|Year : 2021 | Volume
| Issue : 4 | Page : 111-115
Evaluation of periodontal health among tobacco chewers, smokers and non-tobacco users: A case–control study
Anuja Kashyapbhai Dave1, Bela Dave1, Viral Thakker1, Nancy Joshi1, Mahendrakumar Katariya1, Harsh Patel2
1 Department of Periodontology, AMC Dental College and Hospital, Ahmedabad, India
2 Department of Medicine, Dr. N. D. Desai Medical College and Hospital, Nadiad, Gujarat, India
|Date of Submission||25-Dec-2020|
|Date of Decision||25-Feb-2021|
|Date of Acceptance||13-Apr-2021|
|Date of Web Publication||16-Oct-2021|
Anuja Kashyapbhai Dave
B/301, Jeevandham Towers, Bimanagar Sec-2, Opp. BSNL Office, Satellite Road, Ahmedabad - 380 015, Gujarat
Source of Support: None, Conflict of Interest: None
Introduction: Periodontal disease is a multifactorial disease and one of the most common chronic diseases of the oral cavity. Smoking has a long-term chronic effect on many important aspects of the inflammatory and immune responses. Tobacco smoke has been found to affect both cell-mediated immunity and humoral immunity. Oral smokeless tobacco consumption has been considered a major risk factor for oral cancer. Its role as a risk factor for periodontal disease is less well-documented when compared to that of the relationship between smoking and periodontal disease. Materials and Methods: One hundred and eighty participants willing to sign informed consent were selected randomly with no gender bias, and the purpose of the study was explained. The periodontal examination was conducted, and the oral hygiene index-simplified (OHI-S), community periodontal index (CPI) score and loss of attachment (LOA) score were recorded. The collected data were analysed using SPSS 20 software. Results: Sixty participants in each group were examined. OHI-S mean score in Group 1 was 1.77 ± 0.43, in Group 2, it was 1.70 ± 0.65 and in Group 3, it was 1.73 ± 0.55. The mean value of CPI was 3.32 ± 0.47 in Group 1, 2.17 ± 0.46 in Group 2 and 2.67 ± 0.54 in Group 3. In comparison, the mean value of CPI-LOA was 1.35 ± 0.48 in Group 1, 1.65 ± 0.5 in Group 2 and 1.18 ± 0.65 in Group 3. Conclusion: The present survey concluded that tobacco consumption in both the forms caused poor periodontal status, with smokers having more pocket depth than tobacco chewers and non-tobacco users and tobacco chewers having more LOA than smokers and non-tobacco users.

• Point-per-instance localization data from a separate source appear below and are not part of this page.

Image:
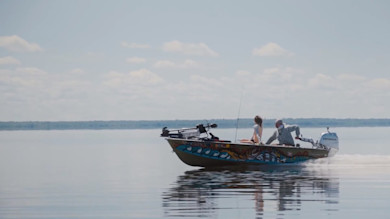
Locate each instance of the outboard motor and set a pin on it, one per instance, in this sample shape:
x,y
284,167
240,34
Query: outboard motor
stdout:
x,y
330,140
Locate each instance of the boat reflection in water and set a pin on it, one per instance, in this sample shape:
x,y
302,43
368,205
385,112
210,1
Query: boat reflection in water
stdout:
x,y
249,192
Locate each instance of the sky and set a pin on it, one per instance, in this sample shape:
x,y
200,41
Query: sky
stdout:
x,y
163,60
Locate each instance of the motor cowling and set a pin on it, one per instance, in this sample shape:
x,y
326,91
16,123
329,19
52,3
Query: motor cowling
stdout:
x,y
330,140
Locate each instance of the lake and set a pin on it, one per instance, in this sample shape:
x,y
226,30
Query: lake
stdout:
x,y
135,174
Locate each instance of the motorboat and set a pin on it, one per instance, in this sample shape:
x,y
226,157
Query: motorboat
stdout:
x,y
197,146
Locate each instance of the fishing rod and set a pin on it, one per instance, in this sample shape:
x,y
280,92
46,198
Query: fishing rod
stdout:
x,y
238,115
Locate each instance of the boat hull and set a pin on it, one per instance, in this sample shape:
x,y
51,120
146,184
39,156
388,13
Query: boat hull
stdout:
x,y
215,153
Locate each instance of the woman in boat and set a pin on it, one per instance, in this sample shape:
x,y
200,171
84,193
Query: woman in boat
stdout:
x,y
283,133
257,132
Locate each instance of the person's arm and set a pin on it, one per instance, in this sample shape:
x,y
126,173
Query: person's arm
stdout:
x,y
257,133
295,128
272,138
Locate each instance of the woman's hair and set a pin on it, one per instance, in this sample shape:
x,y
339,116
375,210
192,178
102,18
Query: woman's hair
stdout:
x,y
259,120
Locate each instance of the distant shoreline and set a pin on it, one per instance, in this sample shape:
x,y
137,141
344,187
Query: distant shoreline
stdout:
x,y
157,124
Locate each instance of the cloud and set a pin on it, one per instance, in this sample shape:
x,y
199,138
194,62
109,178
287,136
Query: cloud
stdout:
x,y
135,60
379,84
271,49
8,60
169,64
198,49
135,45
141,77
17,44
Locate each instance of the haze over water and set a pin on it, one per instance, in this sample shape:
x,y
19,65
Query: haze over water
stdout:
x,y
134,174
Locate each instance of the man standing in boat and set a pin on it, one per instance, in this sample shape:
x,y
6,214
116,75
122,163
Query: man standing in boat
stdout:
x,y
283,133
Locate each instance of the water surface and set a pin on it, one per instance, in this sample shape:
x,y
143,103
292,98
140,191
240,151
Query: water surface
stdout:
x,y
134,174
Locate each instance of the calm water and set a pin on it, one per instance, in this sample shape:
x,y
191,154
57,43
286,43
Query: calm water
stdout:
x,y
134,174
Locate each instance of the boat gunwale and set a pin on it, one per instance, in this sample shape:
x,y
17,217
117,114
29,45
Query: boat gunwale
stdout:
x,y
246,144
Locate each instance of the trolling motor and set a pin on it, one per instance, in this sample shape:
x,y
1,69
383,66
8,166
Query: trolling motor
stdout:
x,y
190,133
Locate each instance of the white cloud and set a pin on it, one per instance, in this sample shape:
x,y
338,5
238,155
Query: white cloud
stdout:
x,y
77,71
199,49
271,49
31,71
379,84
142,77
135,45
8,60
243,73
135,60
17,44
169,64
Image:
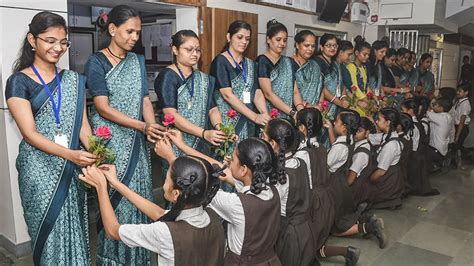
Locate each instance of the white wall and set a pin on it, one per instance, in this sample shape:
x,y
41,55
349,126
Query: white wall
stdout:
x,y
450,70
15,15
291,19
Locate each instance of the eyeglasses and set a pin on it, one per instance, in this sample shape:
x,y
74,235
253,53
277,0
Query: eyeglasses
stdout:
x,y
335,46
65,43
191,50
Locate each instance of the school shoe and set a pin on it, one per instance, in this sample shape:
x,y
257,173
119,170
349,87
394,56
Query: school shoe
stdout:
x,y
352,256
376,228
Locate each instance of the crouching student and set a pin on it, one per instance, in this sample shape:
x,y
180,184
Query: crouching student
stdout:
x,y
441,132
295,245
358,176
188,234
349,219
323,211
253,213
387,178
417,167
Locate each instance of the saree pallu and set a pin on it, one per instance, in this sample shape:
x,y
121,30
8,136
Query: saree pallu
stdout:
x,y
283,82
124,84
53,200
198,112
244,128
308,79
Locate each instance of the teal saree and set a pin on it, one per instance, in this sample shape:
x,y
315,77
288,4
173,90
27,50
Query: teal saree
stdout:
x,y
126,91
53,200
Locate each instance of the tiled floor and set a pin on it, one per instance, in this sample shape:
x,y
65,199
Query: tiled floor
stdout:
x,y
424,231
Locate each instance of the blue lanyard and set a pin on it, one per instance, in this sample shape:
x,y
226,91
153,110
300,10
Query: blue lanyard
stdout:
x,y
56,108
242,68
191,91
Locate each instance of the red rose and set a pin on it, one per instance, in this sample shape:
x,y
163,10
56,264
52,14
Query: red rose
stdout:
x,y
370,95
169,120
231,113
103,132
325,105
274,113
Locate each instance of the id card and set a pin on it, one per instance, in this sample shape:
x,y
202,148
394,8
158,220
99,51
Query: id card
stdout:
x,y
246,97
62,140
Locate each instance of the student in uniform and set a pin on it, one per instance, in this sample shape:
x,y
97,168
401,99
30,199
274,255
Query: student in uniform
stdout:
x,y
348,220
323,211
387,178
462,118
441,131
358,176
405,134
417,168
189,233
253,213
295,245
276,73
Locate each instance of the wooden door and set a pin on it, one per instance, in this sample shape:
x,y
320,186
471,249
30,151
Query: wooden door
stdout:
x,y
214,25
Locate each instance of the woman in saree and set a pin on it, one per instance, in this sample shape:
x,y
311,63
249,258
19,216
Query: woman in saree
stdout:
x,y
308,74
424,80
332,79
237,84
187,95
375,66
48,105
276,73
117,82
359,75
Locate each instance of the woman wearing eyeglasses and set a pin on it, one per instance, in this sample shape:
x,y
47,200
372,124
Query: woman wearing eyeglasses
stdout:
x,y
187,94
48,105
117,82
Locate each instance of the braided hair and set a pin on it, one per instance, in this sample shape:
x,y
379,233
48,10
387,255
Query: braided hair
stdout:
x,y
282,132
407,125
312,120
259,157
392,115
198,182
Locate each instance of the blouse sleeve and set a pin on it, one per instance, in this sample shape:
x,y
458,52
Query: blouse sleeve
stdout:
x,y
220,71
166,88
264,67
95,72
17,87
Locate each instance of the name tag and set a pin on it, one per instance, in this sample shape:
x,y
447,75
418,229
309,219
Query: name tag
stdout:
x,y
246,97
62,140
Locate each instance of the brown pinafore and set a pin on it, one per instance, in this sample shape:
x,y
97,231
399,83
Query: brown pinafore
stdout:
x,y
198,246
262,224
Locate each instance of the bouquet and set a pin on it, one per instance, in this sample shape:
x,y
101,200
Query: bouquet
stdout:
x,y
274,113
229,132
98,145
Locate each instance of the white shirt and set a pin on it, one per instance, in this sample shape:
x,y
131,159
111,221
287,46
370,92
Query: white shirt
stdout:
x,y
337,155
390,153
156,236
416,135
462,107
442,130
303,155
360,160
229,207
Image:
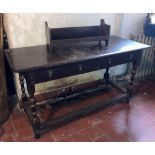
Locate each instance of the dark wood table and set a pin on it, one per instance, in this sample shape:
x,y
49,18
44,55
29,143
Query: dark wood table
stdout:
x,y
36,64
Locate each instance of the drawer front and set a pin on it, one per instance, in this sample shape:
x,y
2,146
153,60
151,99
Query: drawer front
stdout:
x,y
66,70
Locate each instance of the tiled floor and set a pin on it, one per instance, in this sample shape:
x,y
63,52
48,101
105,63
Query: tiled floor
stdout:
x,y
122,122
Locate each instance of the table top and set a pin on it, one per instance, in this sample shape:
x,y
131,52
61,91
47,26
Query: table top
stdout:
x,y
36,57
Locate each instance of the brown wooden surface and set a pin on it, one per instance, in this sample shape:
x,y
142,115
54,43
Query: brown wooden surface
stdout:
x,y
3,88
37,57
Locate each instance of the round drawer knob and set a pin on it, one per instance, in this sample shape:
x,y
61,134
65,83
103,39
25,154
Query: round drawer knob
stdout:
x,y
109,60
80,67
50,73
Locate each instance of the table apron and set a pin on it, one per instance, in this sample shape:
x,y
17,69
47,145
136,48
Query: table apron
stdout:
x,y
66,70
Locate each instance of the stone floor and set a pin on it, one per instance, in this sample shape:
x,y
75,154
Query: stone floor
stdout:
x,y
120,123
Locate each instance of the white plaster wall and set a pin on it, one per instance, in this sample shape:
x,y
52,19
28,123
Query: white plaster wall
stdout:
x,y
132,23
28,29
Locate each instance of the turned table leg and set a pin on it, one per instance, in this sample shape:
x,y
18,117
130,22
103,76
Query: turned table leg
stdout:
x,y
23,93
106,75
135,63
32,104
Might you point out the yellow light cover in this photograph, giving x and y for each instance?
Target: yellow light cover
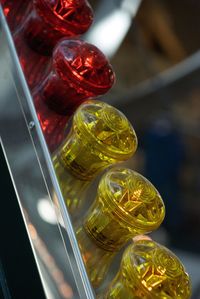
(100, 136)
(127, 204)
(149, 271)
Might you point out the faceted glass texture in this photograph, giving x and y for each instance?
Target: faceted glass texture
(95, 142)
(149, 271)
(78, 71)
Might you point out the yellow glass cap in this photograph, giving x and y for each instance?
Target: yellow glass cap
(156, 271)
(133, 198)
(107, 129)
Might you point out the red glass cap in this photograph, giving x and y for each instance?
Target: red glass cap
(84, 64)
(71, 17)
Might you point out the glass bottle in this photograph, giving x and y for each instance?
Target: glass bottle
(15, 11)
(47, 22)
(126, 205)
(100, 136)
(78, 71)
(149, 271)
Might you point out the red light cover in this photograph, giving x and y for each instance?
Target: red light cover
(49, 21)
(45, 24)
(79, 71)
(15, 12)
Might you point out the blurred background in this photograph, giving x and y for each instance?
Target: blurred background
(153, 46)
(157, 65)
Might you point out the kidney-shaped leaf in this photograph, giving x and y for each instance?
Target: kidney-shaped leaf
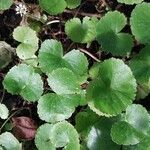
(109, 36)
(139, 22)
(29, 42)
(23, 80)
(4, 112)
(81, 32)
(51, 58)
(64, 81)
(140, 65)
(133, 128)
(53, 7)
(114, 88)
(53, 108)
(130, 2)
(62, 134)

Keywords: Attachment loss, clinical survey, tobacco chewers, tobacco smokers
|How to cite this article:|
Dave AK, Dave B, Thakker V, Joshi N, Katariya M, Patel H. Evaluation of periodontal health among tobacco chewers, smokers and non-tobacco users: A case–control study. Adv Hum Biol 2021;11:111-5
|How to cite this URL:|
Dave AK, Dave B, Thakker V, Joshi N, Katariya M, Patel H. Evaluation of periodontal health among tobacco chewers, smokers and non-tobacco users: A case–control study. Adv Hum Biol [serial online] 2021 [cited 2021 Dec 4];11:111-5. Available from: https://www.aihbonline.com/text.asp?2021/11/4/111/328390
| Introduction|| |
Periodontal disease is one of the most common chronic diseases in adults. Tobacco smoking, mostly in the form of cigarette smoking, is recognised as the most important environmental risk factor in periodontitis.

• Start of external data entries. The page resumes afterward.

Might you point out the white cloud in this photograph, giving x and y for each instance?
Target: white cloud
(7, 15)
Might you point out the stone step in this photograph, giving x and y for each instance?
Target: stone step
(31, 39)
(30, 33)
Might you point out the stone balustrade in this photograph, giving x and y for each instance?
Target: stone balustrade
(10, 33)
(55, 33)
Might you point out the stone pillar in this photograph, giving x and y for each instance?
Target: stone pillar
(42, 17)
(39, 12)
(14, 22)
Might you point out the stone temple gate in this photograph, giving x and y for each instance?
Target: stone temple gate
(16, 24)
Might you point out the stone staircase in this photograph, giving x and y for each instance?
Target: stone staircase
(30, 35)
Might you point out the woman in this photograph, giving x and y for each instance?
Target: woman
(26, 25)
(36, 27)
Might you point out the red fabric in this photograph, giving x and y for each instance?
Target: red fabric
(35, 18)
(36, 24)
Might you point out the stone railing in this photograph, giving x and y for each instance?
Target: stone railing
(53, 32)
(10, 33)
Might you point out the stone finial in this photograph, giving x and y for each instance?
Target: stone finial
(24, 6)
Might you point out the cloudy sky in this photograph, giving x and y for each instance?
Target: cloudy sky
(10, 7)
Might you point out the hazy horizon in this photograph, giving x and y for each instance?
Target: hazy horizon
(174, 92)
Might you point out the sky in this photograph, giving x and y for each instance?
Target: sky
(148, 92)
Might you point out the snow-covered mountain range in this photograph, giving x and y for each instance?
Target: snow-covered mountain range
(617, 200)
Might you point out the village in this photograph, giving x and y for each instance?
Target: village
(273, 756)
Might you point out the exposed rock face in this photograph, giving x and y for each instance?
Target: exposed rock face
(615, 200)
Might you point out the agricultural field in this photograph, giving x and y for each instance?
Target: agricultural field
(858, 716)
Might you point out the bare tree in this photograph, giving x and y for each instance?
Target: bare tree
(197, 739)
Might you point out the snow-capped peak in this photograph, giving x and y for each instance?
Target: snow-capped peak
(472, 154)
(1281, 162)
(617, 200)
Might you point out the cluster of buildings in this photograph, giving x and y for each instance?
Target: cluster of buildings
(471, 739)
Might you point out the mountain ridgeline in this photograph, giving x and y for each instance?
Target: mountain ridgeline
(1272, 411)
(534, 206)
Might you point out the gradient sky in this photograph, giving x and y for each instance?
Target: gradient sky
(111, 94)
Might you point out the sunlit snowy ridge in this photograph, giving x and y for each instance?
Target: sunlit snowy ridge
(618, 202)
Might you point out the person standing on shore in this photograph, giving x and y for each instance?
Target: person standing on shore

Periodontitis is an inflammatory disease of the supporting tissues of the teeth which is caused by specific microorganisms. It is characterised by progressive destruction of the periodontal ligament, destruction of alveolar bone, pocket formation and recession. Environmental, acquired and genetic risk factors may affect the onset or progression of periodontitis by modifying the expression of periodontal disease. There are several reports that among the environmental risk factors, tobacco smoking has been found to be associated with an increased prevalence and severity of the periodontal disease.

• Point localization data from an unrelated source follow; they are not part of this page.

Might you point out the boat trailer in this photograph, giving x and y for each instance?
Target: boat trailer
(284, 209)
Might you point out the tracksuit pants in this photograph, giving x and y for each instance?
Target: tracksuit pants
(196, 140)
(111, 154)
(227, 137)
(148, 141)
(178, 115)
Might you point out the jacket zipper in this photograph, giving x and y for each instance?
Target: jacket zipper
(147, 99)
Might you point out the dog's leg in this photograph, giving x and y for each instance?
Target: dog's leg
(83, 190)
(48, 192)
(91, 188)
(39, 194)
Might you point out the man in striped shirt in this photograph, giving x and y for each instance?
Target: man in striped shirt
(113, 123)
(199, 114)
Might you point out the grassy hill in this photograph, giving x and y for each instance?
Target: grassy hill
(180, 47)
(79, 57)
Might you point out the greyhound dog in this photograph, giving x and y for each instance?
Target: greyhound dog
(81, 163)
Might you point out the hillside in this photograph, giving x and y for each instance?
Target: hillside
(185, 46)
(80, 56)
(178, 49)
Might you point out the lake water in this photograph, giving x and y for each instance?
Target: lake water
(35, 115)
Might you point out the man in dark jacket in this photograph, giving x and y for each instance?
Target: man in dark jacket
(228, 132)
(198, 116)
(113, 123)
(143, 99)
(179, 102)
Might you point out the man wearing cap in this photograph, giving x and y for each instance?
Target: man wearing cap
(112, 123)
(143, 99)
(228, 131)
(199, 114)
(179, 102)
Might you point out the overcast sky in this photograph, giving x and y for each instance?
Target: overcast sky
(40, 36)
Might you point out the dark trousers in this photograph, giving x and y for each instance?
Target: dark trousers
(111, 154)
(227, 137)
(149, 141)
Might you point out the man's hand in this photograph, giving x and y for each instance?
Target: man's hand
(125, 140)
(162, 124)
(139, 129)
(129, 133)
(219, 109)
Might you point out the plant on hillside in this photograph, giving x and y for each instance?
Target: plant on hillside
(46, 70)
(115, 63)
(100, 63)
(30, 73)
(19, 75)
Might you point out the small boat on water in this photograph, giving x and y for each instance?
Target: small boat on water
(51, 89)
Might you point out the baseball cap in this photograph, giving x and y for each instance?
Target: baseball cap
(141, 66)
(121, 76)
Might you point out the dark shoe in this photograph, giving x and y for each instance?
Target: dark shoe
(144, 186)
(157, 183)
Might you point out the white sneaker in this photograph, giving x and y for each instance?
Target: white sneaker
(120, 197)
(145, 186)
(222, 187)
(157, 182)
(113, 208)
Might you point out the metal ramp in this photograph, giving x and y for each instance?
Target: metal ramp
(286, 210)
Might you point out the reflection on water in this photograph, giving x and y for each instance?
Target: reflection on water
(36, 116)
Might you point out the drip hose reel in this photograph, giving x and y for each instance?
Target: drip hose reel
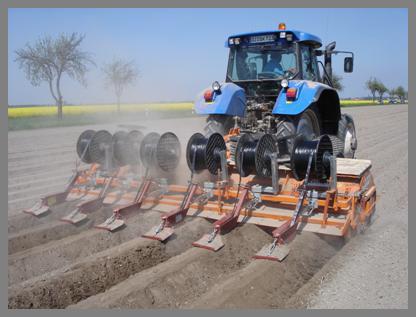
(160, 151)
(83, 144)
(255, 155)
(205, 153)
(321, 151)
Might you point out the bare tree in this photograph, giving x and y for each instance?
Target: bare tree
(401, 93)
(119, 74)
(49, 59)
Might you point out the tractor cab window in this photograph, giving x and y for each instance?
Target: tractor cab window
(256, 63)
(309, 66)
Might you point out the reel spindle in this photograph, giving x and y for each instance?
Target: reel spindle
(205, 153)
(321, 149)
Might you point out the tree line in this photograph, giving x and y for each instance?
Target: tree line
(48, 59)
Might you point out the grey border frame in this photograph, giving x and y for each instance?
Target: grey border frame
(4, 5)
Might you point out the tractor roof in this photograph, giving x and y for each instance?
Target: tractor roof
(297, 36)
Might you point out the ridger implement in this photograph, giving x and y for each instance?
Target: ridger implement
(156, 153)
(117, 154)
(318, 193)
(274, 108)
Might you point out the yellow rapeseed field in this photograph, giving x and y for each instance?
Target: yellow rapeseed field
(359, 102)
(16, 112)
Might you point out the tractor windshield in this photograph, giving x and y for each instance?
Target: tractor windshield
(253, 63)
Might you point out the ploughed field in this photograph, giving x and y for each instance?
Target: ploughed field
(57, 265)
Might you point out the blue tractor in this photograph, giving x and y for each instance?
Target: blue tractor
(277, 84)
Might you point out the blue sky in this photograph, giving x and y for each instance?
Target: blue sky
(181, 51)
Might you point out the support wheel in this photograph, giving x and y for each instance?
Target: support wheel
(218, 123)
(346, 133)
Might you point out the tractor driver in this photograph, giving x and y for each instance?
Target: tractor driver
(273, 64)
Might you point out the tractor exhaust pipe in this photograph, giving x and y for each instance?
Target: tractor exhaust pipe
(328, 59)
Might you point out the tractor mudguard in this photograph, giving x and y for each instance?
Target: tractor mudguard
(231, 101)
(307, 92)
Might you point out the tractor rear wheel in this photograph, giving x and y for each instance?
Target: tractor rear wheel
(307, 123)
(218, 123)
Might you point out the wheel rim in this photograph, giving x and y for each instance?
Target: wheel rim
(308, 127)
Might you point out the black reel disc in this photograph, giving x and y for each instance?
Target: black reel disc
(168, 152)
(100, 141)
(195, 153)
(302, 149)
(204, 153)
(245, 155)
(148, 149)
(215, 145)
(120, 147)
(266, 146)
(83, 144)
(134, 140)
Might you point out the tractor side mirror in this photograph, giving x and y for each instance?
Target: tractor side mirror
(318, 53)
(348, 64)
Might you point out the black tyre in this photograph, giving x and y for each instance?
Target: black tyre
(217, 123)
(347, 134)
(308, 124)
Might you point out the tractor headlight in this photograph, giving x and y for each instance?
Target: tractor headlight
(216, 87)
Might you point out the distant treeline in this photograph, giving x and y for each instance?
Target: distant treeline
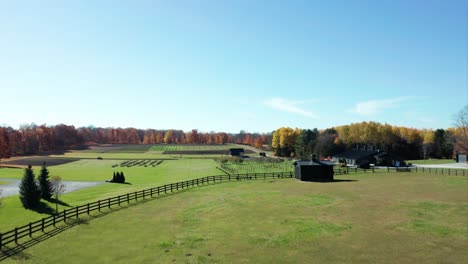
(407, 143)
(33, 139)
(403, 142)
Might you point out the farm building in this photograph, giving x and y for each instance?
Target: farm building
(236, 151)
(363, 158)
(313, 170)
(462, 158)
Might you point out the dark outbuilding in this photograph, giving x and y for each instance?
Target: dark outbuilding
(236, 151)
(313, 170)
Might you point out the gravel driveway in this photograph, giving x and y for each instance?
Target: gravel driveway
(12, 188)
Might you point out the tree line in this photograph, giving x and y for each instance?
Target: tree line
(31, 139)
(406, 143)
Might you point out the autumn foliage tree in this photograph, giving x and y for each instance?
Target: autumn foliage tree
(29, 192)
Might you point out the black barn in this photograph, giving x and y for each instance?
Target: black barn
(313, 171)
(236, 151)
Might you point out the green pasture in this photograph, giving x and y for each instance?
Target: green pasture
(431, 161)
(363, 218)
(255, 166)
(181, 147)
(138, 178)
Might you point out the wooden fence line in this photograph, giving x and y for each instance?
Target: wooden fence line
(443, 171)
(14, 235)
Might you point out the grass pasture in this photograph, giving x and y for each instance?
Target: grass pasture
(187, 147)
(371, 218)
(233, 166)
(431, 161)
(139, 177)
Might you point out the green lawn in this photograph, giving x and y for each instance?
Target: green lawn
(432, 161)
(13, 214)
(376, 218)
(3, 182)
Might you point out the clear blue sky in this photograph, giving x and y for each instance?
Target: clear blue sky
(232, 65)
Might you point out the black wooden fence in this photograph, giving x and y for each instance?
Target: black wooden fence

Smoking has a long-term chronic effect on many important aspects of the inflammatory and immune responses. Histological studies have shown alterations in the vasculature of the periodontal tissues in smokers. Smoking induces a significant systemic neutrophilia, but neutrophil transmigration across the periodontal microvasculature is impeded. The suppression of neutrophil cell spreading, chemokinesis, chemotaxis and phagocytosis has been described. Protease release from neutrophils may be an important mechanism in tissue destruction. Tobacco smoke has been found to affect both cell-mediated immunity and humoral immunity. Research on gingival crevicular fluid has demonstrated that there are lower levels of cytokines, enzymes and possibly polymorphonuclear cells in smokers. In vitro studies have shown detrimental effects of nicotine and some other tobacco compounds on fibroblast function, including fibroblast proliferation, adhesion to root surfaces and cytotoxicity.
Smokeless tobacco forms contain areca nut, catechu and lime, which are harmful to the oral structures. Smokeless tobacco use has been associated with several oral manifestations such as mucosal lesions and gingival–periodontal effects, such as gingival recession, gingival inflammation, changes in gingival blood flow and interproximal periodontal attachment loss. There is also a link between smokeless tobacco with leucoplakia and oral carcinomas.
Oral smokeless tobacco consumption has been considered a major risk factor for oral cancer. Its role as a risk factor for periodontal disease is less well-documented when compared to that of the relationship between smoking and periodontal disease.
Nicotine and various compounds in tobacco may impose detrimental effects on vascular, inflammatory, immunological and healing cells, thereby affecting the vasculature and revascularisation, the inflammatory response and fibroblast function. Nicotine, the principal alkaloid in tobacco, may play an important role in periodontal tissue destruction. Nicotine exposure has been shown to result in vasoconstriction and impaired angiogenesis.
The habit of tobacco smoking and chewing is highly prevalent among the population these days. Studies have shown the deleterious effects of tobacco use on periodontal health. However, our literature survey did not find any documented study which compares the effect of smoking and tobacco chewing on periodontal health to the individuals with no habit. Hence, there is a genuine need for such studies.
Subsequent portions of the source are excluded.